Thanks, yeah not worried about where it's made, It just takes forever sometimes to get delivered and now with covid I, who knows. Have bought Chihiros overseas before for a small nano I had. Ideally I like the look of the full fixture like the twinstar as opposed to the AI on a 24", but the AI seems like it might do the trick.


----------



## minorhero (Mar 28, 2019)

Asteroid said:


> Thanks, yeah not worried about where it's made, It just takes forever sometimes to get delivered and now with covid I, who knows. Have bought Chihiros overseas before for a small nano I had. Ideally I like the look of the full fixture like the twinstar as opposed to the AI on a 24", but the AI seems like it might do the trick.


It likely will, what size tank is it? Of course the biggest drawback is price. AI Prime Freshwater cost around 200 dollars for one and just using one ideally lights a small tank.


----------



## Asteroid (Jul 26, 2018)

minorhero said:


> It likely will, what size tank is it? Of course the biggest drawback is price. AI Prime Freshwater cost around 200 dollars for one and just using one ideally lights a small tank.


It's a Mr. Aqua 60P so it's approx 24"x11x14 (lxwxh). I think it might suffer across the 24" if I want to do a carpet or something needed higher light. They claim 24" and a par of 86" (really) at 24" depth coverage but you see the dropoff.


----------



## minorhero (Mar 28, 2019)

Its not crazy to think that that you will need to raise this light 10" above the water's surface. So yea, using their numbers I don't see how you will be able to grow a carpet in the corners if they are 24" down. The solution is not to try, you can raise the back corners higher and plan a scape that doesn't use a carpet in the front corners (decorative sand, or rock etc). Or consider a non-pendant light since all of those are going to have similar problems.


----------



## Asteroid (Jul 26, 2018)

Yeah, doesn't look like it will give me that blanketed spread I'm looking for. Also the $210 price tag doesn't include the rim or hanging gear so it's around $230. Hard to believe there are very few choices for programming non-pendent style that sits up high unless you diy it.


----------



## jeffkrol (Jun 5, 2013)

Asteroid said:


> Yeah, doesn't look like it will give me that blanketed spread I'm looking for. Also the $210 price tag doesn't include the rim or hanging gear so it's around $230. Hard to believe there are very few choices for programming non-pendent style that sits up high unless you diy it.

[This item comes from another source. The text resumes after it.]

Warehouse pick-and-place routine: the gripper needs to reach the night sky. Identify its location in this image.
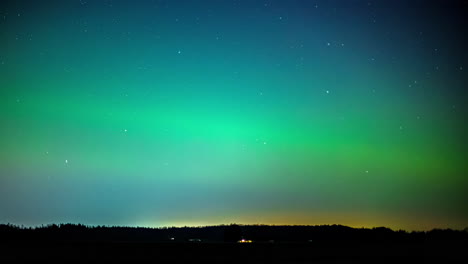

$200 compromise but you would need to check if "in stock" for the FW. Otherwise you need to wait for China shipment to SB then to you..
https://sbreeflights.com/sbox-freshwater-plant-lights/72-18-sbox-pro-timer-fresh-water-plant.html



https://www.amazon.com/PopBloom-Tur...ium-Lights/dp/B07YSHZDJR?ref_=ast_sto_dp&th=1

you can look for "popbloom" or "dsuny" LEds on the bay.. but prob. the same shipping thing though they may warehouse some here in the US.
Example:

https://www.amazon.com/PopBloom-Tur...ium-Lights/dp/B07YSHZDJR?ref_=ast_sto_dp&th=1


Kind of an oddball brand but they work..You would need an arm kit..or aquarium mounts I think..


----------



## Asteroid (Jul 26, 2018)

jeffkrol said:


> $200 compromise but you would need to check if "in stock" for the FW. Otherwise you need to wait for China shipment to SB then to you..
> https://sbreeflights.com/sbox-freshwater-plant-lights/72-18-sbox-pro-timer-fresh-water-plant.html
> 
> 
> ...


Thanks, the popbloom could be possiblity, i'll need to find out if the spread is there. Probably Be more of a gamble buying that brand vs the Ai. Also has only 4 programs which is probably enough and no app. 

The sbox would probably look better with a hanging kit. With the legs it looks like its going to detach itself from the rim and attack me in the middle of the night, so that ones out :surprise:


----------



## jeffkrol (Jun 5, 2013)

Asteroid said:


> Thanks, the popbloom could be possiblity, i'll need to find out if the spread is there. Probably Be more of a gamble buying that brand vs the Ai. Also has only 4 programs which is probably enough and no app.
> 
> The sbox would probably look better with a hanging kit. With the legs it looks like its going to detach itself from the rim and attack me in the middle of the night, so that ones out :surprise:



well they can customize ans their programming is customizable..Circled is where I threw out moonlight channel for sunrise channel..
Test photos and vid from Dsuny..










https://www.plantedtank.net/forums/10-lighting/1287611-light-recommendation-125g.html



http://www.qualiteitems.com/images/dsunycustom2019.mp4


----------



## OVT (Nov 29, 2011)

I have 4 x AI Prime over 60x25x24 and they are awesome. The app took me some time to figure out though.

As an aside, I believed for years that more light = better plants. After messing around with a 60P for a year, I started to doubt that assertion.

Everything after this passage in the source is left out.